Rafael y su esposa Jasmina cenaron con Sofía y con sus padres en la terraza. Sofía les agradecía su compañía. Jasmina era una mujer afectuosa y sensual. Su cuerpo destilaba una fertilidad madura que no había visto en la fría Claudia, y tenía un gran sentido del humor. Había llevado a la terraza a su hija de dos meses envuelta en un chal y le estaba dando de mamar discretamente en la mesa. Sofía se dio cuenta de que a su madre aquello no le hacía demasiada gracia, aunque hacía lo posible por que no se le notara. Jasmina conocía lo suficiente a su suegra para leer en sus gestos y miradas, y era lo bastante inteligente para hacer caso omiso de ella.

– Rafa no quiere más hijos. Dice que con cinco basta. Nosotros éramos trece hermanos, ¡imagínate! -dijo con una amplia sonrisa, a la vez que sus pálidos ojos verdes parpadeaban con malicia a la luz de las velas.

– Mi amor, hoy en día no es práctico tener trece hijos. Tengo que educarlos a todos -dijo Rafael, sonriendo con cariño a su esposa.

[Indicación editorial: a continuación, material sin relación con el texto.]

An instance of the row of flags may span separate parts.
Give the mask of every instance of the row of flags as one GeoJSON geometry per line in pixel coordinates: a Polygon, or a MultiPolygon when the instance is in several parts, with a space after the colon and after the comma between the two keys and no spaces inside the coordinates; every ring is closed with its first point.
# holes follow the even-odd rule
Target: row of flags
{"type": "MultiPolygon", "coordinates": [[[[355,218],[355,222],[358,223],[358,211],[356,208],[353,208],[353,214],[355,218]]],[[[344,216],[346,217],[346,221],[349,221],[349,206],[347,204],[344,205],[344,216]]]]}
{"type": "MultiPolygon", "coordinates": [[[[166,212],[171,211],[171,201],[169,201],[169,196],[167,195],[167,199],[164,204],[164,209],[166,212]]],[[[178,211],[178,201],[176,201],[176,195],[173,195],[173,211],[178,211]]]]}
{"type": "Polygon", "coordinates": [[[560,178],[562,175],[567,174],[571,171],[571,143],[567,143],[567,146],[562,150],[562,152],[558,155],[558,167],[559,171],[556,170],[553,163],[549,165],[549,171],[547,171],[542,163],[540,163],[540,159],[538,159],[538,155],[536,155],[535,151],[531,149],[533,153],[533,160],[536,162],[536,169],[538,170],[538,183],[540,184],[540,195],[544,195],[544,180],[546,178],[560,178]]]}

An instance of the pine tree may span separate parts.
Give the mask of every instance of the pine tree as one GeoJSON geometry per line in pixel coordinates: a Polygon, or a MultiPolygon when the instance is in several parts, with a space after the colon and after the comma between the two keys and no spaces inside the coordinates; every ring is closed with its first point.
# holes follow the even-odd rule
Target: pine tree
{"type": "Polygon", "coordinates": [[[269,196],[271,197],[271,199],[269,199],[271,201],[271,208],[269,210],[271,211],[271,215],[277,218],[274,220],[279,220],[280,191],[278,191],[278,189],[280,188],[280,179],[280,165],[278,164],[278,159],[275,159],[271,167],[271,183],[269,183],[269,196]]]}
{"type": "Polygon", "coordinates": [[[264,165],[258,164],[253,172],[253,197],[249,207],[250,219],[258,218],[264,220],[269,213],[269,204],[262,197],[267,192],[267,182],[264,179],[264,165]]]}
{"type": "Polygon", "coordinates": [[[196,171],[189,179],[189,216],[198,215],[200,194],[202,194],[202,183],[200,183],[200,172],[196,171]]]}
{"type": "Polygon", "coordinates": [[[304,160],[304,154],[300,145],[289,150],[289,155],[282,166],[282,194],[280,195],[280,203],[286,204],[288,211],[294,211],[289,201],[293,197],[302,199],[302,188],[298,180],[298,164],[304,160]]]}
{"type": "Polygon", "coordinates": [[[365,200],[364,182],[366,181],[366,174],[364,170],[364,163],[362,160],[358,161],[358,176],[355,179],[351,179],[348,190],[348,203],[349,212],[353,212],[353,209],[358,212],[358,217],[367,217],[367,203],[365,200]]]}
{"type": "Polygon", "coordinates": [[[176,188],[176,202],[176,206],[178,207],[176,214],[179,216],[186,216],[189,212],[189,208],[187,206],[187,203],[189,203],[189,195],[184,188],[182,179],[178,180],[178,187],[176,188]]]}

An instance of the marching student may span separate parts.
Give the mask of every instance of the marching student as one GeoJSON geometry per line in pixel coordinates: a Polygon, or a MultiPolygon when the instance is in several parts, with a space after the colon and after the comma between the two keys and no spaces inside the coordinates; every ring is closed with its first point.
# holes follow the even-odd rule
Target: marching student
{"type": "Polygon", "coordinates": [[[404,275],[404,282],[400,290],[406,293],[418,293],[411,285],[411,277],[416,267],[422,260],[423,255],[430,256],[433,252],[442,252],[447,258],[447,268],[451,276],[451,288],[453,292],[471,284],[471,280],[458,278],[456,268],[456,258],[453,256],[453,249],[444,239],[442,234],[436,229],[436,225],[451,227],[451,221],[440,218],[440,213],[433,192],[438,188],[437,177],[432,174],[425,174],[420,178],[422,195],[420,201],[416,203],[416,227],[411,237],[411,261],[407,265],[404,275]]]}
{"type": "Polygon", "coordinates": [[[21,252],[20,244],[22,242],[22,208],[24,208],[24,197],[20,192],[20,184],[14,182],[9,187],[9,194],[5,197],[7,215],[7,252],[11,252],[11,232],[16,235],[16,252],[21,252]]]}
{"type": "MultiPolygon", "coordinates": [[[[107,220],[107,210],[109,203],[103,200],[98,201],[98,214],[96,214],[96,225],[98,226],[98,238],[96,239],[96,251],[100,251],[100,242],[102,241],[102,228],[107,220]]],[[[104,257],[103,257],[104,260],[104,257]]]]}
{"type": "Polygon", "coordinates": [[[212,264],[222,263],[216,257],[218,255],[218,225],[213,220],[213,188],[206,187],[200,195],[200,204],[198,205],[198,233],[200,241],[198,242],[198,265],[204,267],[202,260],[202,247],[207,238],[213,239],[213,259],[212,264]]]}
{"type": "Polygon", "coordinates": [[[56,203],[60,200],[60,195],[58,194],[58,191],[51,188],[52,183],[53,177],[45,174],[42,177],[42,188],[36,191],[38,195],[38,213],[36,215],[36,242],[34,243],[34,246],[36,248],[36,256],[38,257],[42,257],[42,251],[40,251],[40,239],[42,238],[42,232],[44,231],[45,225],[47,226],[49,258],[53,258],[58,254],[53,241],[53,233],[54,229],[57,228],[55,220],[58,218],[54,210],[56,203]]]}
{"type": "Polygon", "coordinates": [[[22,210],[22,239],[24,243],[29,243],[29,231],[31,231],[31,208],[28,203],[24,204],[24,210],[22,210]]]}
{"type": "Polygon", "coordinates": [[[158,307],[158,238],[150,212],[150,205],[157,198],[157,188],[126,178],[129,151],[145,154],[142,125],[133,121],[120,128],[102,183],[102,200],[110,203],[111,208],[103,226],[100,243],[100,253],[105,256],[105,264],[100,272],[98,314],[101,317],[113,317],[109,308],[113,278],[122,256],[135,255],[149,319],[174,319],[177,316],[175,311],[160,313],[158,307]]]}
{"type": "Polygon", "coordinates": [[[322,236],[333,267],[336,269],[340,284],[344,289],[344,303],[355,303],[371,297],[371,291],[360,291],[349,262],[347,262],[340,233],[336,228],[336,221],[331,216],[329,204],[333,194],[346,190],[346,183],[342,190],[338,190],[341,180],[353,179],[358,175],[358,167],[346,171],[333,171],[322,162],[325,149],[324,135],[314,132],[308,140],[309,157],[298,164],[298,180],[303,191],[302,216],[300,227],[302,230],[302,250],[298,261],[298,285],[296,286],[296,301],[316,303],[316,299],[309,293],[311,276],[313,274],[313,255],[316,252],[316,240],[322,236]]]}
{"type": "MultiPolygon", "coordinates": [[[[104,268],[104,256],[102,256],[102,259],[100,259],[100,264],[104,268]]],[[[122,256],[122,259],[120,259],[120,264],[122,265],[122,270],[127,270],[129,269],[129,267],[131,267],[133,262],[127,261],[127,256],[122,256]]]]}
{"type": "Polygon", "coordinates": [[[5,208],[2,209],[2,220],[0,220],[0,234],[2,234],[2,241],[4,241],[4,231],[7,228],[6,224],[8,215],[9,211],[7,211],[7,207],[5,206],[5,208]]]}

– Ya veremos. No veo por qué tenemos que parar -le contestó ella echándose a reír, abriendo por un momento su camisa para ver cómo mamaba el bebé-. Cuando los niños son tan pequeños me dedico a ellos en cuerpo y alma, pero cuando crecen ya no te necesitan tanto.

– No estoy de acuerdo -dijo Paco, poniendo su mano grande y tosca sobre la de Sofía-. Creo que si como padre eres capaz de crear un hogar feliz, tus hijos siempre terminarán volviendo.

– Tienes hijos, ¿verdad, Sofía?

– Sí, dos hijas -respondió, dejando la mano bajo la de su padre, aunque, a diferencia de los viejos tiempos, era muy consciente de que estaba allí.

– Qué pena que no las hayas traído contigo. Clara y Elena habrían estado encantadas de conocerlas. Deben de ser todas de la misma edad, ¿no, amor? Y a mí me habría gustado que pudieran practicar inglés con ellas.

– Deberían practicar más conmigo, Jasmina -dijo Anna.

– Sí, pero ya sabes cómo son los niños. No puedes obligarlos a que hagan cosas en contra de su voluntad.

– Quizá deberías ser un poco más dura con ellos -insistió Anna-. Los niños no saben lo que les conviene.

– Oh, no. No soportaría disgustarlos. Cuando salen de la escuela están en casa, y cuando están en casa me gusta que jueguen y se diviertan.

Sofía se dio cuenta de que aquél era un conflicto que su madre no iba a ganar y admiró la dulzura con que Jasmina se enfrentaba a ella. Sin duda, bajo aquellos modales suaves había una mujer de hierro.